Thanks to the tireless efforts of one Mr Shaurya Singh, I've put up what is (almost) the solution to your Session 4 HW on LMS.

The data and code required to run all your session 4 HW exercises (due wednesday 19-Dec midnight)are up on a folder imaginatively named 'session 4 HW' on LMS.

As you know, session 4 HW has three parts to it. The data and code for each part are placed in separate subfolders.

Instead of copy-pasting code from the blog, I urge you to copy-paste bvlocks of code directly from the R code.txt files in each of the subfolders. The data required to be read-in are available directly as .txt files in the same sub-folders.

I now estimate no more than 30 minutes for you to run through the entire R portion of your session 4 HW. Pls ensure you have a good interpretation (or 'story') ready to be written as bullet points onto your HW slides.

My colleagues tell me there is hope the students may come back to normal with Day 1 of placements over, for the rest of the term. Well, we'll see. Cheers

Sudhir

Wednesday, December 5, 2012

Session 4 - MDS, Factor Analysis: R code and HW

Update:

Received this email from ms Priyanka Guha:

Hello Professor,

I think there is a missing data in row 19 and column AJ of the second data sheet and so, I am getting an error while running the code. Can you please suggest how to go forward about that.

My response:
Hi Priyanka,

Yes, I just checked.

Pls replace it with the median for that column (3, I think). More generally, missing data is a part of most real world data sets. We usually impute the missing values provided there’s not too many of them. Means, medians etc are often used.

.

******************************************

Hi all,

Like I said in my opening statement in class today: Session 4 onwards MKTR gets heavy on R and tools and analysis.

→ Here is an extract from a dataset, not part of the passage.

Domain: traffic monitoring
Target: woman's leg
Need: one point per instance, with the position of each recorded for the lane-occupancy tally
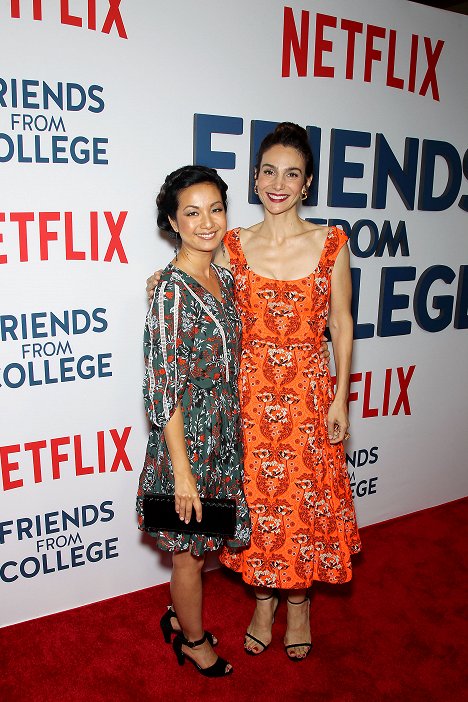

Last post, I discussed, demo-ed and deconstructed Joint Space maps (JSMs). This post is dedicated to MDS (and if its not too long), factor analysis. So, w/o further ado, here goes:

5. MDS code

MDS or Multi-dimensional scaling is the way we analyze overall-similarity (OS) data. Recall that you rated your impression of overall similarity among 9 car brands in a series of paired comparisons. We use that data for MDS here. The input is required in a particular format and there's some data cleaning and aggregation required. Luckily, a simple R function now takes care of that problem.

Pls find the data for MDS and subsequently factor analysis input in this google spreadsheet.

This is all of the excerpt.